A bit of good news for a change: a “Perspective” article in the New England Journal of Medicine describes how point-of-care ultrasound devices are being integrated into medical education. The wonders of modern medical technology are akin to science fiction. We don’t yet have a tricorder like “Bones” McCoy uses on Star Trek, but we are heading in that direction, and the new handheld ultrasound devices are a promising development.
The stethoscope has become iconic, a symbol of medical expertise draped proudly around the neck by doctors and other medical personnel. Before it was invented, doctors could only try to listen to a patient’s heart by direct application of ear to chest. In 1816, Laennec interposed a tube of rolled paper between ear and chest, and the stethoscope was born. It quickly became an essential tool, allowing us to hear the distinctive murmurs produced by different heart valve abnormalities, to take blood pressures, to detect the wheezing of asthma or the collapse of a lung , to hear the bruits caused by atherosclerotic narrowing of blood vessels, to detect intestinal obstructions by listening for borborygmi (I love that onomatopoeic word!).
The stethoscope allows us to hear sounds produced by the body, but sound also allows us to see inside the body. Diagnostic ultrasound has a multitude of uses. With prenatal sonograms, we can determine the sex of a fetus, watch it suck its thumb, and even take its picture for the family album. With echocardiography we can evaluate heart valves, see fluid accumulation in the pericardium, observe the thickness and motion of the heart wall, and even quantify the efficiency of the pumping process. Ultrasound lets us see clots in blood vessels and stones in the gallbladder, evaluate abdominal organs, detect cysts, screen for carotid artery narrowing and abdominal aortic aneurysms, and guide needles into the body for therapeutic and diagnostic purposes.
Modern imaging methods allow us to see abnormalities in the living patient that were once only detectable on autopsy. Because of this, medical autopsies are no longer so useful and their rates have declined drastically although forensic autopsies are still required by law. It’s really amazing what we can see with CT scans, MRIs and ultrasound. I recently had an echocardiogram and my mind was boggled as I looked into my own heart and watched the valves open and close. I developed a new respect for my heart as I watched the organ pumping away, working assiduously to keep me alive, with never a moment’s rest. The visual experience was impressive, but perhaps even more impressive was the way the technician was able to precisely measure the thickness of the ventricular wall and quantify the ejection fraction, measuring the amount of blood that was being pushed out of the ventricle with every heartbeat.
Instead of writing an order for technicians to do these tests, doctors now have the option of using ultrasound technology themselves as part of the physical exam at the bedside or in the office. Several US medical schools are offering ultrasound training as early as the first year, even in orientation programs. Ultrasound is used in classes of anatomy, physiology, and physical diagnosis, and eventually on clinical rotations. Harvard has students performing ultrasounds on each other. Mt. Sinai is issuing hand-held ultrasound units to all internal medicine interns.
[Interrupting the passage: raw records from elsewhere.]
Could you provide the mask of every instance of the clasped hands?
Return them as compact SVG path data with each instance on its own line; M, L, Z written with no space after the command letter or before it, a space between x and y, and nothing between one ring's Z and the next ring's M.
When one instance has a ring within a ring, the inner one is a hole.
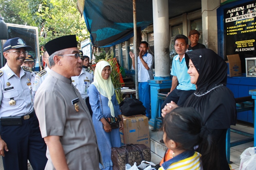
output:
M162 113L161 114L162 116L163 116L163 118L164 118L166 114L170 113L172 110L178 107L178 105L172 101L171 101L170 103L167 103L166 105L164 106L164 107L161 110Z

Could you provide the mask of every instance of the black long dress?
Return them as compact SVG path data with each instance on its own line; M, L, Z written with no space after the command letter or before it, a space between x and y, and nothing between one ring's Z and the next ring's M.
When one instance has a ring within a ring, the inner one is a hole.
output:
M226 86L227 66L213 51L200 49L187 52L199 74L197 89L184 104L200 113L218 149L220 169L229 170L226 154L226 135L236 120L236 103ZM200 152L200 147L199 148Z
Studies have shown that first year medical students using these devices are better at detecting cardiac abnormalities than cardiologists (75% vs. 49%) and better at judging liver size than specialists palpating the liver. In the future, ultrasound may well become a standard part of the physical exam. The stethoscope was an extension of the doctor’s sense of hearing, and ultrasound extends the doctor’s senses in far more versatile ways.
Providing these devices to students may not be an unalloyed good. Proper use requires extensive training. False positives and negatives will occur. Students will rely on technology and neglect other diagnostic skills like palpation and auscultation. Full conventional ultrasound studies will still be needed for confirmation and further detail.
Consider this criticism:
Notwithstanding its value, I am extremely doubtful because its beneficial application requires much time, and gives a good deal of trouble both to the patient and the practitioner.
No, that wasn’t criticism of ultrasound, it was an 1829 comment about the stethoscope. Old dogs (and old docs) are slow to learn new tricks, and any new-fangled technology is bound to meet with some resistance. The real question is whether its use will improve medical practice and patient outcomes. It seems logical that it will, but that premise, like any other, will have to be evaluated by controlled scientific testing. I am optimistic.
Developments in scientific medicine are far more awe-inspiring than anything alternative medicine has to offer. Invisible acupuncture meridians and chiropractic subluxations can’t compete with watching your own heart valves open and close.
Reality is a lot more satisfying than fantasy.